Gridium’s headquarters are just a few miles down the road from Facebook in Menlo Park, California. And in the last week it was hard to talk about Facebook without talking about their latest acquisition, the $19B purchase of 50-employee WhatsApp. If you are in real estate management or energy you might roll your eyes, sigh and return to the “real world”. But take a closer look, and you’ll learn how WhatsApp illustrates what is happening to our utility system.
Much to the disappointment of cleantech investors, this isn’t about how cleanweb apps will reach a billion users. Rather it’s the story of how capital-intensive service businesses suffer from problems of cost sharing across customer classes.
Much of WhatsApp’s growth took place in international markets where mobile phone providers typically make a significant portion of their revenue by charging fees for every SMS message. (The U.S. tends to gravitate to all-you-can-eat service plans). Because WhatsApp allows users to avoid fees by messaging (and soon talking) to their friends over the internet, users were delighted by both the experience as well as the savings.
The WhatsApp acquisition took place right before an annual gathering of telecom executives in Barcelona, where according to Business Insider, Marc Zuckerberg was set to discuss his plans with the industry. The money quote from the article:
The carriers must continue to pay for the wireless infrastructure on which Facebook and WhatsApp sit — even though neither company has spent a penny to build it.
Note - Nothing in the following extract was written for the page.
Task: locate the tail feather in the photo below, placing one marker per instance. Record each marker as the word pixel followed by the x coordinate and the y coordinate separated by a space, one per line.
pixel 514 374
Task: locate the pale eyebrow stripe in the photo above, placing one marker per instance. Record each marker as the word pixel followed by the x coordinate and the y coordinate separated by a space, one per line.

Zuckerberg is creating a world in which Facebook provides people with free services and creams off the ad revenue, and the carriers are stuck with the bill.
Long the titans of the mobile landscape — carriers are the people you pay up to $100 a month just to text and talk — they’re now looking at a Zuckerberg-world in which they are “downgraded to simple pipes,” as one of the dinner guests put it.
Any of this sound familiar? If you’re thinking solar (and distributed generation), you can quickly see the analogy. A class of customers significantly reduces their (paid) usage, leaving the service provider with a gaping revenue whole. Costs don’t change and the utility is left being the “backup” provider. On a longer-term basis, there is also a transfer of the customer relationship.
This is exactly the dynamic that is happening in our utility system with distributed generation. And because in most markets energy rates are a zero sum game, the dynamic is even more powerful in utility markets. In short, if you’re not taking advantage of distributed generation in your energy strategy, you’re paying for your neighbor’s system. And since costs stay the same on lower sales, rates must rise.
So what’s your conclusion? Where is the WhatsApp in your energy management strategy?